Communist lawmaker asks Putin to remove Russian state owned banks from Ukraine

Communist lawmaker asks Putin to remove Russian state owned banks from Ukraine
MP Sergey Obukhov wants to have all branches of Russian state-owned banks closed in Ukraine, because of the increasing risks for business and bank personnel, and the hostile attitude of the Kiev authorities.

In a letter to President Vladimir Putin, Obukhov pointed out that branches of Russian state-owned banks in Ukraine were working at a loss. “I am asking you to look into the possibility of changing the policy of supporting the Ukrainian economy against a background of growing aggression on the part of this nation. This includes stopping any activities of Russian state-owned banks on Ukrainian territory, because these activities cause only losses,” the MP wrote.

READ MORE: Ukrainian radicals trash offices of Russian banks on anniversary of Maidan protests

The situation Russian state-owned banks find themselves in in Ukraine is deteriorating rapidly. Their offices suffer from attacks by extremist groups and get destroyed. Ukrainians are failing to repay their credits and the general losses are mounting,” he said.

The lawmaker backed his claim with several quotes from recent media reports, according to which in February unidentified criminals hurled stones at a Sberbank office in Kiev, destroying a room and threatening the safety of the staff.
Obukhov also noted in his letter that “economic relations between Russia and Ukraine have completely lost any semblance of partnership after Ukraine refused to repay a sovereign debt of $3 billion.”

In late December 2015, the Ukrainian government imposed a moratorium on the $3 billion Russian debt repayment, giving failure to reach an agreement on restructuring the loan as the reason behind the move.
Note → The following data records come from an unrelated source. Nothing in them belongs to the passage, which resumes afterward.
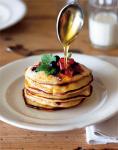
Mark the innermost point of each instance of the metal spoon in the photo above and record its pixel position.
(69, 23)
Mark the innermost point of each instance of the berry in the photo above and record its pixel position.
(53, 64)
(69, 72)
(56, 71)
(71, 61)
(34, 68)
(57, 58)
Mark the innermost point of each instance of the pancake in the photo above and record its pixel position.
(50, 104)
(41, 77)
(57, 91)
(81, 92)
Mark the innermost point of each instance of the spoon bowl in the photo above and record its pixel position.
(69, 23)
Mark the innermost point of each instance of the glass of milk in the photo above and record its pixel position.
(103, 23)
Russia has filed a lawsuit against Ukraine and announced that refusal to pay constituted a state of default under IMF rules.

READ MORE: Ukraine officially defaults on $3bn debt to Russia; Moscow to sue Kiev in London court

On February 20, a group of Ukrainian demonstrators marking the second anniversary of the Maidan events that brought the current regime to power, trashed the offices of Russian state-owned savings bank Sberbank and the privately owned Alfa-Bank in Kiev. The mob accused the Russian banks of “financial occupation of Ukraine,” as they shattered the windows of the offices with rocks and set their doors on fire.